Conditionally Covergent Series

Question

Looking to prove that the following series converges conditionally

$$\sum _{n=1}^{\infty}\frac{(-1)^{n+1}(1+n)^{\frac{1}{n}}}{n}$$

Plugging in some terms I see that,

$$\sum _{n=1}^{\infty}\frac{(-1)^{n+1}(1+n)^{\frac{1}{n}}}{n} = 2 - \frac{-\sqrt{3}}{2} + \frac{^4\sqrt 4}{3}-...$$ so this series is alternating

Using the alternating series test,

let $a_n =\frac{(1+n)^{\frac{1}{n}}}{n}$

$\lim a_n = \frac{(\frac{1}{n}+ \frac{n}{n})^{\frac{1}{n}}}{\frac{n}{n}} = \lim1^{\frac{1}{n}} = 1 \ne 0$. Therefore by the Alternating series test, this diverges.
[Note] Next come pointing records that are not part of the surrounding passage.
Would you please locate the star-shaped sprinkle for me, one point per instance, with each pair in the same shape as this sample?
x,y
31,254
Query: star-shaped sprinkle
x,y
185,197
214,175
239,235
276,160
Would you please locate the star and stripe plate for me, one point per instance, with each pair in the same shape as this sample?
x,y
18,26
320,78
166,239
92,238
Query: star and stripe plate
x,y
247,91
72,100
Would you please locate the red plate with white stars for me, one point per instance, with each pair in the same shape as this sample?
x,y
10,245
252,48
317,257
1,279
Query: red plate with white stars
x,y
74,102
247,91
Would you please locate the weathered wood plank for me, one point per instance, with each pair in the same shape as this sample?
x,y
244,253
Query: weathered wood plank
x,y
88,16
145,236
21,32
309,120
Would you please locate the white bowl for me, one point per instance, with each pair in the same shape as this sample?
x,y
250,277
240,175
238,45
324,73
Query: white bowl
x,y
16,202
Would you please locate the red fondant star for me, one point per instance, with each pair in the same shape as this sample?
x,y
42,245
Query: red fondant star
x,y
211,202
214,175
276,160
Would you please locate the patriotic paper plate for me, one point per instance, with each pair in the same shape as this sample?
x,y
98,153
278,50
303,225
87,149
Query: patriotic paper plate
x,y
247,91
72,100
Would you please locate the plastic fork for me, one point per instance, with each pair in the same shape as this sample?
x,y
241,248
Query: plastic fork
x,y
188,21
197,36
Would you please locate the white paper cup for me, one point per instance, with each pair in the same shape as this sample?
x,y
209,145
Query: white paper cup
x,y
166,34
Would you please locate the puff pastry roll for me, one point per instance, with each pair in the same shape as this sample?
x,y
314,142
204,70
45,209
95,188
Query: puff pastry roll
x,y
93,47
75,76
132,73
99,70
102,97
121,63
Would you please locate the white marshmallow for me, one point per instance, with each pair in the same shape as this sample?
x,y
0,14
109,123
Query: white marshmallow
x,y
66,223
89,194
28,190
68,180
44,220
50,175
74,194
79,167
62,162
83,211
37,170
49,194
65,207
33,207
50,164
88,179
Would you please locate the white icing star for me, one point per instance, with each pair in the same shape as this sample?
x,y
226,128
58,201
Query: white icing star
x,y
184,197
If this working is correct then how do I show its conditionally convergent?

Answer 1

Take

$$\sum_{n=1}^\infty\frac{(-1)^{n+1}}n\cdot\sqrt[n]{1+n}$$

Now, $\;\sum\limits_{n=1}^\infty\frac{(-1)^{n+1}}n\;$ converges, whereas $\;b_n:=\sqrt[n]{1+n}\;$ is monotone and bounded, thus by Abel's Test we have convergence

Added on request: It is not absolutely convergent because

$$\frac{\frac{\sqrt[n]{1+n}}n}{\frac1n}=\sqrt[n]{1+n}\xrightarrow[n\to\infty]{}1$$

and thus our series converges iff the harmonic one does (this is the limit comparison test), but the harmonic one does not converge...

Answer 2

Hint: Use the squeeze theorem:

$$\frac{n^{1/n}}{n}\leq \frac{(1+n)^{1/n}}{n} \leq \frac{(2n)^{1/n}}{n}$$

Answer 3

By the AM-GM inequality, $$(n+1)^{1/n}=\left(\frac{2}{1}\cdot\frac{3}{2}\cdot\ldots\cdot\frac{n+1}{n}\right)^{1/n}\leq 1+\frac{H_n}{n}\leq 1+\frac{\log n}{n}\tag{1} $$ hence: $$ \sum_{n=1}^{N}\frac{(-1)^{n+1}(n+1)^{1/n}}{n} = \sum_{n=1}^{N}\frac{(-1)^{n+1}}{n} + \sum_{n=1}^{N}\frac{(-1)^{n+1}\left[(n+1)^{1/n}-1\right]}{n} \tag{2} $$ and the original series is the sum between a well-known conditionally convergent series and an absolutely convergent series (by the $p$-test). Since $\sum_{n\geq 1}\frac{(-1)^{n+1}}{n}$ is not absolutely convergent, the original series is conditionally convergent but not absolutely convergent.